Attorneys for John Doe said the conviction rate is evidence that Oberlin’s sexual misconduct adjudication process is “rife with gender bias.”

“The Oberlin employees who preside over hearings, and who judge appeals, have quite literally credited, at least partially, the allegations of every single student who came before them in the 2015-16 academic year, as of the date of this report,” the lawsuit says.

The lawsuit also details how the Obama administration’s Department of Education influenced the sexual misconduct adjudication process at Oberlin.

On Nov. 24, 2015 — three months before the encounter in question — the department’s office for civil rights notified Oberlin that it was under investigation to see if the school had violated Title IX in its disciplinary proceedings. Title IX is the federal law that bars sex discrimination in education.

In response to the investigation, Oberlin overhauled its sexual misconduct policy, the lawsuit says, to create a “complaint-centered process designed to combat ’rape culture.’”

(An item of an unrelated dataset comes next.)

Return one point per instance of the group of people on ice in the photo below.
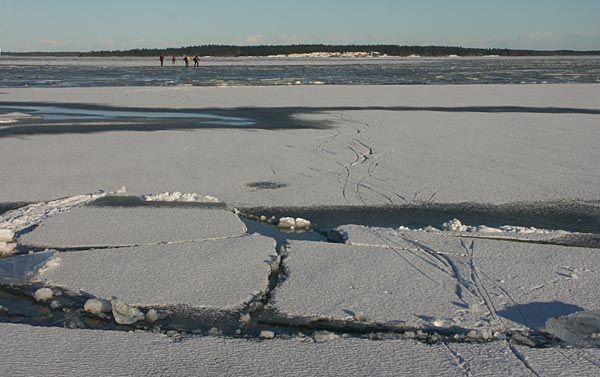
(186, 60)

“Oberlin knew that failing to appear to OCR during this investigation to be tough on sexual assault alleged by women against men risked substantial negative publicity and a loss of federal funding,” the lawsuit says.

Oberlin filed a motion to dismiss the lawsuit, saying the climate regarding sexual assault on campus is not sufficient to prove John Doe’s legal claim of discrimination on the basis of sex.

“Plaintiff offers no allegations that, if believed, would demonstrate that Oberlin would have approached the sexual assault report at issue any differently if a female student, rather than Plaintiff, had been accused of sexual misconduct,” the motion reads.

Mr. Jacobson said the Oberlin case is just another example of “how destructive the Obama administration policies were to due process rights on campus.”

The John Doe lawsuit was the second high-profile legal claim brought last year against Oberlin that has further cemented the school’s reputation as a bastion of progressivism.

In November, Gibson’s Bakery in Oberlin, Ohio, filed a lawsuit against the school after it caught a black Oberlin student shoplifting. In the wake of the incident, students, faculty and staff at Oberlin accused the bakery of racial profiling and called for a boycott.

The bakery said in its lawsuit that Oberlin engaged in a campaign to “bully and financially strangle a century-old local business for refusing to succumb to the College’s demand that Gibson’s ignore student shoplifting.”

Three students involved in the incident later pleaded guilty to misdemeanors and, as a part of the plea deal, acknowledged that the bakery had not engaged in racial profiling.